What Works: In the mid-2000s, New York congressman Anthony Weiner became a leftwing political star known for his quick wit, knowledge of legislative procedure, and combative debate style. But Weiner was forced to resign from Congress in 2011 following the reveal of sexually explicit social media exchanges with women other than his wife. Two years later, Weiner staged a comeback in a run for mayor of New York City but once again Weiner’s political ambitions were derailed by his scandalous behavior. The 2016 documentary Weiner is an example of filmmakers being in the right place at the right time. Anthony Weiner and his wife Huma Abedin allowed filmmakers Josh Kriegman and Elyse Steinberg to tag along throughout the campaign and gave them access to meetings and staff as well as personal moments between the couple. What might have otherwise been an unremarkable character study became an extraordinary document of a campaign and a politician undone by scandal. In political storytelling, tales of failure are generally more interesting than stories about success and the narrative of Weiner is a look into fame, politics, and public relations in the age of social media.
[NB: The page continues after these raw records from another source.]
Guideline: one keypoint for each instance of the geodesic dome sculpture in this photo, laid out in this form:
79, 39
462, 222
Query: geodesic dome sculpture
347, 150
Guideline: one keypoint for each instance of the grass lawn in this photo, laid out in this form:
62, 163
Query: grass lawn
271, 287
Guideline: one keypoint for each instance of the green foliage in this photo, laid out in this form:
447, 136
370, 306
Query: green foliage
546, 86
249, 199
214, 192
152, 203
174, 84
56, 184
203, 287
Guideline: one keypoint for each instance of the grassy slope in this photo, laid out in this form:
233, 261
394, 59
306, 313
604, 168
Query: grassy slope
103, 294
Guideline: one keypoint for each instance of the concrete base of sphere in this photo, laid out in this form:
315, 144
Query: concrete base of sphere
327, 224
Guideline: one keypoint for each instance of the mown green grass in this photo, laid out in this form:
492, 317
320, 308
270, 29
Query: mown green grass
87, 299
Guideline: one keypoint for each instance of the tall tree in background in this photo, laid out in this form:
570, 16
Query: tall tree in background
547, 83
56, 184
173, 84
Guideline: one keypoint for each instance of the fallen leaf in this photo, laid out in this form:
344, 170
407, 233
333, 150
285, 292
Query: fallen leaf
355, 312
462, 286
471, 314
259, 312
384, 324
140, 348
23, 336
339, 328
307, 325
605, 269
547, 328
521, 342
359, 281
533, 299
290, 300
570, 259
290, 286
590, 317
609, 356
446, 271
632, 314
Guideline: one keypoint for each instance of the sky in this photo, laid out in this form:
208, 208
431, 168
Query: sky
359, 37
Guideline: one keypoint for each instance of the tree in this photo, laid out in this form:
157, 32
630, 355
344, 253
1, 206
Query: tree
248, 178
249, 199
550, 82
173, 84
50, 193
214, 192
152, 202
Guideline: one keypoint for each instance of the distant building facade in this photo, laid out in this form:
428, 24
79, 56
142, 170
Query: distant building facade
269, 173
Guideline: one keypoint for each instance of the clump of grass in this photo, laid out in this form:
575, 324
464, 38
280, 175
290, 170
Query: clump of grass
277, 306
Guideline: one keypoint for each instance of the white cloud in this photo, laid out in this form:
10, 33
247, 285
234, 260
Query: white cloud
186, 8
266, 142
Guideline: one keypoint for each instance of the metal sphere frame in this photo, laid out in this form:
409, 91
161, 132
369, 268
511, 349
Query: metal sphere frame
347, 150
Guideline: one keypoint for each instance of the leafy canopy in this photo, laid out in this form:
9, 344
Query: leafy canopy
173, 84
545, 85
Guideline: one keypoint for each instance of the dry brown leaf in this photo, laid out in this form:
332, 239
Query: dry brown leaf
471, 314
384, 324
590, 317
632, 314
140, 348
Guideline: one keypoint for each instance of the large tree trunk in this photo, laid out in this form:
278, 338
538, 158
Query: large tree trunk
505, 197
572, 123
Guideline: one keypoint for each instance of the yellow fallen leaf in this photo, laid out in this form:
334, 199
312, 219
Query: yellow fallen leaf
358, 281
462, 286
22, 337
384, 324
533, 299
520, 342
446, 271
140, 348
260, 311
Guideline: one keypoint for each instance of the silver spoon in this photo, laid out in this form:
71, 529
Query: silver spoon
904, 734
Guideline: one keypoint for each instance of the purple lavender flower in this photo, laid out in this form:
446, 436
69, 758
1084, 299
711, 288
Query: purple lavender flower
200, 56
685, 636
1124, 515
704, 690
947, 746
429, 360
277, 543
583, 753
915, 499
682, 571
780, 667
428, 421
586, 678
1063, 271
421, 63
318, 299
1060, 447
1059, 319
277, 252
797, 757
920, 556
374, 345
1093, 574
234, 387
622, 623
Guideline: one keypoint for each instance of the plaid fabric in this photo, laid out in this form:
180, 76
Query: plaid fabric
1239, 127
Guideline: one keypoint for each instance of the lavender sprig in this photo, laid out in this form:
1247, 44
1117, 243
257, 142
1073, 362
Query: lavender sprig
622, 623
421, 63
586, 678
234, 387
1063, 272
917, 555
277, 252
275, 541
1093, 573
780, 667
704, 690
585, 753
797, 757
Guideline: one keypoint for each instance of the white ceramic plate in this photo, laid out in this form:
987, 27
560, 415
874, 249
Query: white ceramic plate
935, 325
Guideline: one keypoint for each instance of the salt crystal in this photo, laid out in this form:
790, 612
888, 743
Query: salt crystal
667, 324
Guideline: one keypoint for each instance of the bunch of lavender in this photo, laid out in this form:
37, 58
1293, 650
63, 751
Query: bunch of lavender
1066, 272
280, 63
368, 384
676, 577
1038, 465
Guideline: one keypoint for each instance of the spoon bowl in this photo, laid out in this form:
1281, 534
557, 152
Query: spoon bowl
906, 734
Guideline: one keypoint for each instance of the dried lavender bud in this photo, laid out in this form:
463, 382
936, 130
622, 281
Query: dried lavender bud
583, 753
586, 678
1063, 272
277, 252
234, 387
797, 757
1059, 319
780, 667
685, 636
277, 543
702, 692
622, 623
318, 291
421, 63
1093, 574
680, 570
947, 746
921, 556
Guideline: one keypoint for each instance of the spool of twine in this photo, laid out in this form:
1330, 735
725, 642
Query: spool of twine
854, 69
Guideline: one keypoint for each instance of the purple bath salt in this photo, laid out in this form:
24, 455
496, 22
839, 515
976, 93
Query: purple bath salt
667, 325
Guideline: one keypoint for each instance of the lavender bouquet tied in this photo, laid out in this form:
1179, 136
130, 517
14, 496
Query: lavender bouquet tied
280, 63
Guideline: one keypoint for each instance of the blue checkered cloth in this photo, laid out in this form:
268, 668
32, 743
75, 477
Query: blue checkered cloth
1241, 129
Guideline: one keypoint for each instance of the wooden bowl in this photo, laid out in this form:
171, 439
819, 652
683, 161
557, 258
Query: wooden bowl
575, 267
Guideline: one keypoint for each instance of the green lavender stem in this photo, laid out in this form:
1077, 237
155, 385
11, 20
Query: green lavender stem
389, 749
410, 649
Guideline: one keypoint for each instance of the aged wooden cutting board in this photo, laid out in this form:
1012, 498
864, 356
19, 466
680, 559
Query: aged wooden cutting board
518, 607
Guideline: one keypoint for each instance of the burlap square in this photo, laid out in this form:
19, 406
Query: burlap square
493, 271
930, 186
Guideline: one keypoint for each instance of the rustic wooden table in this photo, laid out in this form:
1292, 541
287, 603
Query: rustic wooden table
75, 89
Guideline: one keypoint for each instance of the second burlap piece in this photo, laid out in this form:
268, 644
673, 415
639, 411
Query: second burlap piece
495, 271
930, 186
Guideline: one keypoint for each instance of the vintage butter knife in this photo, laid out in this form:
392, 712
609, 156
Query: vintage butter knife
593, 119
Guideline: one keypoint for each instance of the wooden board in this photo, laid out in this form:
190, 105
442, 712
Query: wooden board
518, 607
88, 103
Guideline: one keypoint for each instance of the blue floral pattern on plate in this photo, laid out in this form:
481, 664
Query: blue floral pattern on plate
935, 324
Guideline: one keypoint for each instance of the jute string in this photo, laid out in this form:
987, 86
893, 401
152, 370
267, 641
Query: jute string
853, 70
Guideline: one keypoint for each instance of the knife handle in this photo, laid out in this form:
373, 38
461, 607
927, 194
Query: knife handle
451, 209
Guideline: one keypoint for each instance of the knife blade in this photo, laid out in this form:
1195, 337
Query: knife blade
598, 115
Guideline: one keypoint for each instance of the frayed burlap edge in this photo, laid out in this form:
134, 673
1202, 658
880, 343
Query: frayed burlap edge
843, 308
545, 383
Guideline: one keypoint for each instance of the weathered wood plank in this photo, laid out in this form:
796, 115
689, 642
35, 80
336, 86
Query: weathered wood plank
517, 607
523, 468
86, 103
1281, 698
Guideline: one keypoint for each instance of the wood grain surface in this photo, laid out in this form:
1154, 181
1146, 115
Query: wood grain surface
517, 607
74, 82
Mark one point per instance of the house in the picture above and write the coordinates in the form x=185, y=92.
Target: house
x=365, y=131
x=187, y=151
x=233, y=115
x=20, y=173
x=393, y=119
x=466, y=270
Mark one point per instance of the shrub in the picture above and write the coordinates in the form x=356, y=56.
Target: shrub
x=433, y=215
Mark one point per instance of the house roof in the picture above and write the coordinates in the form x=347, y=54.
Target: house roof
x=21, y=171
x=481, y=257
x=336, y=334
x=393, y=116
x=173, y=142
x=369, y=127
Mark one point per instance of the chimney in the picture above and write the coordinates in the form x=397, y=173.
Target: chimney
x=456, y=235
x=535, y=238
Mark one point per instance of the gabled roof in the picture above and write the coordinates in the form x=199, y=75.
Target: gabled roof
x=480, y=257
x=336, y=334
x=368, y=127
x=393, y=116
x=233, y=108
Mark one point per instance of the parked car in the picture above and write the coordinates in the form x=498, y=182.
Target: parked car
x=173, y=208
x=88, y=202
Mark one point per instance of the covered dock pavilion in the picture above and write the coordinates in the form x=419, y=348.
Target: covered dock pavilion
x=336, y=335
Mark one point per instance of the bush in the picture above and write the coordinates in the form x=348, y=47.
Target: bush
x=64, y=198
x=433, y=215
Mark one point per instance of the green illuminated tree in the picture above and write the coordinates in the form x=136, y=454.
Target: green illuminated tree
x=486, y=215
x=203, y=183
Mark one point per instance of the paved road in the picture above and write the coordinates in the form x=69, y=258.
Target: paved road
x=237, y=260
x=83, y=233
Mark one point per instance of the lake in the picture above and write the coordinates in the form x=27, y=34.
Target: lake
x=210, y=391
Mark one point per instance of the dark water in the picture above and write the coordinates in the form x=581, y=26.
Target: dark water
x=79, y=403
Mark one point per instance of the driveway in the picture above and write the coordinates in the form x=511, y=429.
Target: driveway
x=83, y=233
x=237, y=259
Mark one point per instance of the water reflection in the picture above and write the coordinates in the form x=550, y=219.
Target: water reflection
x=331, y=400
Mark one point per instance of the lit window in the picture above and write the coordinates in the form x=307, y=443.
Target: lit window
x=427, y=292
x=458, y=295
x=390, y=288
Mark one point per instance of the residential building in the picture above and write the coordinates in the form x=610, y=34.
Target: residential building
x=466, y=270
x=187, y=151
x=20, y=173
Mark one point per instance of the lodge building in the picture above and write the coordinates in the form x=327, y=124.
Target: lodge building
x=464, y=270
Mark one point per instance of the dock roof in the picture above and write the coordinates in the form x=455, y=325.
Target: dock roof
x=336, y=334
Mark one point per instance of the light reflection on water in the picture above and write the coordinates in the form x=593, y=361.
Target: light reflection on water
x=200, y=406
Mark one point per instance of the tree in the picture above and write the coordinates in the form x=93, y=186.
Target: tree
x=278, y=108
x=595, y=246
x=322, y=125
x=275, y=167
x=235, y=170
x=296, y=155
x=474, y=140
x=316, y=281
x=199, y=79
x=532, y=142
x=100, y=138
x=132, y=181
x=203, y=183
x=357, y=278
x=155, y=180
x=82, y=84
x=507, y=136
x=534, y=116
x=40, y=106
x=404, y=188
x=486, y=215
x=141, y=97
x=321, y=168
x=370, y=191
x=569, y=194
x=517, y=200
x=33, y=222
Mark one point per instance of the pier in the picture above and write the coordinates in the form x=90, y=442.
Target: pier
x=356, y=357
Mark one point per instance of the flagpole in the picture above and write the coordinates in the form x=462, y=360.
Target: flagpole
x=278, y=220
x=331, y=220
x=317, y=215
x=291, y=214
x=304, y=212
As demonstrated in this movie, Anthony Weiner rose to national prominence when his impassioned speeches went viral on digital platforms but his career was undone when the same happened to his illicit messages. Weiner is a portrait of that paradox as well as a study in crisis management and the intersection of politics and celebrity culture. The film poses questions to citizens about what relevance, if any, the personal moral conduct of a politician has on his or her fitness for office. It also suggests that the news media and citizenry are disingenuous when we claim not to care about a candidate’s private foibles; it’s the salacious details rather than the substance of policy that generates interest. And in that respect, Weiner is the story of a specific person but also a microcosm of American politics at this particular time.

What Doesn’t: This documentary remains within Anthony Weiner’s immediate circle of family and campaign staff. It includes inserts of news anchors and commentators reacting to the events as they unfold but the filmmakers never step back and examine what all of this means. There are inferences to be made about what Weiner has to say about contemporary politics and the way it is intertwined with social media and celebrity culture but the film’s approach remains mostly on the surface. The movie also, perhaps unintentionally, sets up a virgin-whore dichotomy between Weiner’s wife Huma Abedin and his digital liaison Sydney Leathers. The film presents Abedin as the dutiful political wife and Leathers as the wild sexpot and little else. Neither woman is given much of a voice in the documentary even though they each play a key role in this story.

DVD extras: None.

Bottom Line: Weiner is a documentary that’s informative and engaging as a study of a man as well as a portrait of contemporary media and politics. The film quietly raises important questions about the role of public morality and what we want and expect from our public figures.